Meeting specific needs of the VO in terms of OS, configuration, software etc.

Requirements

EGI

  1. EGI is responsible of negotiating with the RPs the requirements collected from VOs. E.g. it is the body who investigates which RPs could be willing to implement the needed server or software setup or the required storage system etc... and a single point of contact for new users (babysitting)
  2. EGI should be responsible of all activities around service level management for the federated pool to offload VOs and RPs.
  3. All EGI security policies are enforced by the RPs contributing resources to the federated pool (e.g. individual RCs must be registered as production sites in GOCDB).
  4. Processes for collection of demand, offer and negotiation of SLAs and OLAs should be automated as much as possible to ensure the service scales.

Resource Provider

  1. Scientific review: a scientific review may not always needed for example when (1) the resource requirements are small, (2) the user community/project is officially supported by one or more NGIs
  2. Technical review: A technical review of demand is needed complementing the initial scientific peer review (where applicable).
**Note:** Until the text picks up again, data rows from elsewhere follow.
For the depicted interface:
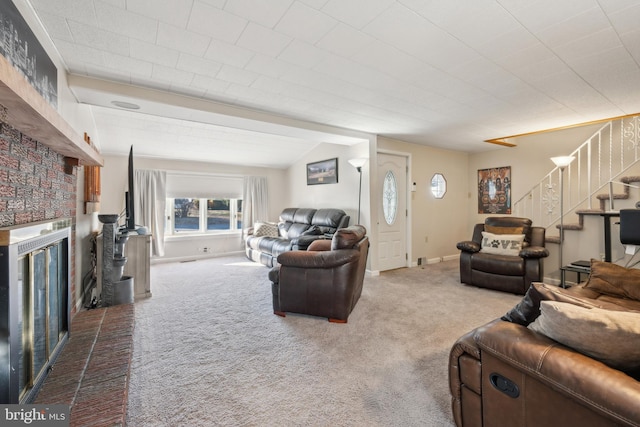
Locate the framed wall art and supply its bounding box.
[478,166,511,214]
[307,157,338,185]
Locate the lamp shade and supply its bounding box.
[551,156,576,168]
[349,158,367,169]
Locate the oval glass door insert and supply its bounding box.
[382,170,398,225]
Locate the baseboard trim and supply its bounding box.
[151,251,248,264]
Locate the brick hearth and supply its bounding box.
[34,304,134,427]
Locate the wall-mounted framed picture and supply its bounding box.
[307,157,338,185]
[478,166,511,214]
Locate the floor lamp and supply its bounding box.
[349,159,367,224]
[551,156,576,268]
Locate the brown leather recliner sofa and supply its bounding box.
[449,263,640,427]
[456,217,549,295]
[269,225,369,323]
[244,208,350,267]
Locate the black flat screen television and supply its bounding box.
[124,145,136,230]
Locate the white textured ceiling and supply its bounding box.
[20,0,640,167]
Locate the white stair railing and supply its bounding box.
[513,116,640,235]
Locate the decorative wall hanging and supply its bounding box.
[478,166,511,214]
[0,1,58,108]
[307,157,338,185]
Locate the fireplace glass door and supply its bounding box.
[18,241,68,399]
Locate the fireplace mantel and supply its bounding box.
[0,55,104,166]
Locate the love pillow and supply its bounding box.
[480,231,524,255]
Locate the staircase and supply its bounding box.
[513,116,640,247]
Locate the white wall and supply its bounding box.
[101,153,288,262]
[280,143,370,227]
[467,124,615,279]
[378,137,469,265]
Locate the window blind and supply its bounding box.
[167,172,243,199]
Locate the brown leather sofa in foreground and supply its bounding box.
[269,225,369,323]
[449,261,640,427]
[457,217,549,295]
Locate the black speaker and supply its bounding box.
[620,209,640,245]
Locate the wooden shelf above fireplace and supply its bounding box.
[0,55,104,166]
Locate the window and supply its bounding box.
[166,197,242,235]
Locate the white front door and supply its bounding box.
[378,153,407,271]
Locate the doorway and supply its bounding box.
[377,153,409,271]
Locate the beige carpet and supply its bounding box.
[127,257,520,427]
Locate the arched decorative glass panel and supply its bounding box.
[382,171,398,225]
[431,173,447,199]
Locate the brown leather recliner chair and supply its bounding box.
[269,225,369,323]
[457,217,549,295]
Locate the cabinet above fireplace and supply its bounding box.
[0,55,104,166]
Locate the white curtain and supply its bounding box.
[134,170,167,256]
[242,176,269,228]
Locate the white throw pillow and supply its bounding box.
[528,301,640,371]
[253,222,279,237]
[480,231,524,255]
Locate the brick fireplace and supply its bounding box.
[0,122,77,403]
[0,122,77,313]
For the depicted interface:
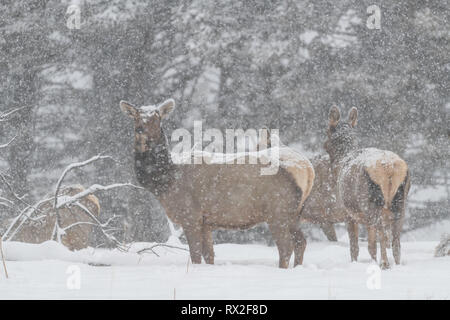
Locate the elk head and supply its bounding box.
[324,106,358,162]
[120,99,175,153]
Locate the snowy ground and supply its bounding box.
[0,241,450,299]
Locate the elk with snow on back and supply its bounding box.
[325,106,410,269]
[120,100,314,268]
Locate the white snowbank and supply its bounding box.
[0,242,450,299]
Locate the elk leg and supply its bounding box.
[392,219,403,264]
[269,224,294,269]
[367,225,377,261]
[378,226,389,269]
[202,226,214,264]
[183,225,202,264]
[347,220,359,262]
[291,225,306,268]
[320,222,337,241]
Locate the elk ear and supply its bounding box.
[328,106,341,128]
[158,99,175,119]
[348,107,358,128]
[120,101,139,119]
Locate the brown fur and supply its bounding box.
[325,107,410,268]
[11,186,100,250]
[121,102,314,268]
[301,156,345,241]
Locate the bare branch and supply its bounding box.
[54,155,112,208]
[55,183,142,209]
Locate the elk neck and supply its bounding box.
[134,129,176,196]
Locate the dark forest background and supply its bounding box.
[0,0,450,242]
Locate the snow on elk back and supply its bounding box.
[120,100,314,268]
[325,107,410,268]
[10,185,100,250]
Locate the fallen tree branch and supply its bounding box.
[137,243,189,257]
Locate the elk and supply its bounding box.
[9,185,100,250]
[324,106,411,269]
[120,99,314,268]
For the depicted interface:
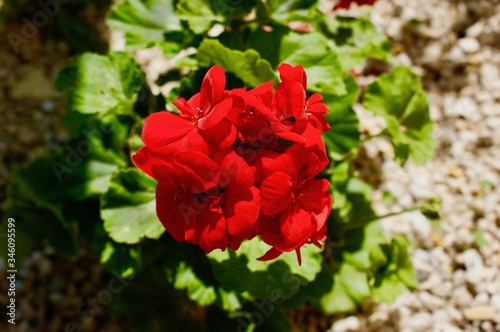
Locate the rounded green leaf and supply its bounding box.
[101,168,165,243]
[208,238,322,301]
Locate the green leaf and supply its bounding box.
[101,168,165,244]
[369,236,417,303]
[197,39,275,87]
[250,27,346,95]
[324,16,391,72]
[363,66,435,164]
[108,0,182,50]
[5,157,78,256]
[319,263,370,314]
[323,76,360,160]
[266,0,318,25]
[56,52,142,119]
[99,240,140,277]
[174,262,217,306]
[208,238,322,301]
[177,0,223,34]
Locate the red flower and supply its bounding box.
[134,147,260,253]
[333,0,377,10]
[138,66,236,153]
[259,146,332,262]
[133,64,332,262]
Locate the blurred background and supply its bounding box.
[0,0,500,332]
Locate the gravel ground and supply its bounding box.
[331,0,500,332]
[0,0,500,332]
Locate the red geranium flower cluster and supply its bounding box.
[133,64,332,262]
[333,0,377,10]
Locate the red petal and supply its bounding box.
[201,119,236,152]
[141,112,194,146]
[200,66,226,111]
[219,152,255,189]
[173,151,219,193]
[198,98,233,130]
[132,146,180,179]
[156,179,191,241]
[257,248,283,261]
[196,208,227,253]
[260,172,294,215]
[222,187,260,235]
[298,179,331,213]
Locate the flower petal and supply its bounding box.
[260,172,294,215]
[141,112,194,146]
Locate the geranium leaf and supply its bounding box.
[177,0,223,34]
[208,238,322,301]
[363,66,435,164]
[319,263,370,314]
[101,168,165,244]
[197,39,276,87]
[108,0,182,50]
[369,236,417,303]
[323,76,360,160]
[56,52,142,119]
[174,262,217,306]
[250,27,346,95]
[323,16,391,72]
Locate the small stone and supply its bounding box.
[410,211,432,247]
[408,311,432,332]
[419,292,446,311]
[464,306,496,320]
[330,316,361,332]
[448,97,478,118]
[368,311,389,328]
[10,68,54,101]
[458,38,481,53]
[451,286,472,307]
[40,100,54,112]
[472,293,490,306]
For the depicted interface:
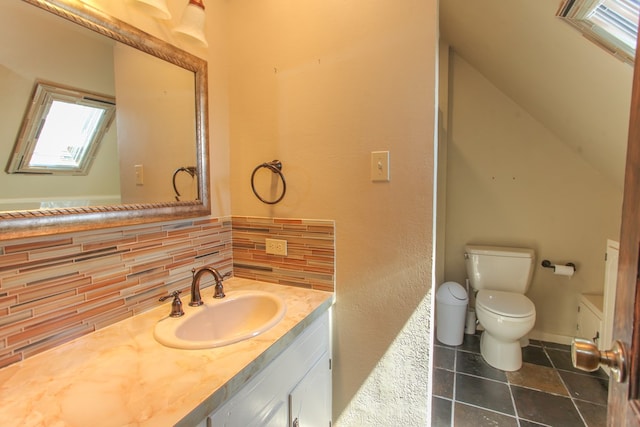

RPs must be involved in this, to technically inspect VO requirements to understand the impact on the resource configurations (cluster, storage set-up, network etc.), to understand if the demand complies to the local policies, and to acknowledge that resource allocation is possible for them.
  3. Match demand and offer. The resource allocation process should not only allow to address a resource request with an offer, but also vice versa a site with free resources to advertise it.
  4. Quality of Service. Different levels of Quality of Service could be offered by the federated pool. For example: Level I. Best effort allocation without minimum number of slots allocated (opportunistic usage). Level II. Minimum number of slots allocated at high priority, jobs arriving to that site will enter in execution at the earliest time the cluster occupation permits.
  5. Acknowledgement of usage. VOs must periodically acknowledge usage of resources through scientific publication, press releases. The entities to be acknowledged are EGI, the NGIs and the individual RPs contributing resources. See the wenmr best-practice and the recommendations for a scientific publication repository.
  6. Efficient usage of resources. Resources allocated must be used by VOs. If usage is insufficient or not acknowledged properly, the agreement can be terminated.
  7. A single entity (e.g. EGI) must be responsible of ensuring the enforcement of OLAs and SLAs.
  8. The allocation processes involving multiple RPs and the liaison with other RPs should be made transparent to one RP. EGI is responsible of ensuring that the federated RPs collectively deliver the service requested. One RP is not responsible of or not involved with the services provided by other RPs. The provisioning of resource to a federated pool should be with zero overhead to the RP.
  9. It is desirable that the same interfaces and tools offered to support international users can also be used to support national user communities. In this case the supervisioning role of EGI.eu (Model 2) and all related service level management functions should be delegated to the NGI.

Customer

  1. Provide a single broker contact point to the user to hide the complexity of a network of heterogeneous RPs and to establish a single Service Level Agreement, instead of multiple ones with multiple RPs.
  2. Simple and standardized SLA. Additional requirements should be allowed where needed by the VO. Many service levels should be made optional, as we do now in the VO ID card.
  3. The broker (EGI.eu) should support the customer to express technical requirements, where needed.
  4. An external entity (e.g. EGI.eu) is responsible of reporting on usage of the federated resource pool (rather than the VO itself). Enforcement of SLAs and OLAs does not involve VOs (it is devolved to EGI.eu).
  5. Usage of a federated distributed pool comes with zero overhead for the user community.
  6. Efficient usage is a requirement for extension of the grant.

Note. The same processes that are being defined for resource allocation, could be generalized to request services, i.e. to allow new user communities to request services to be provided by NGIs, such as application porting.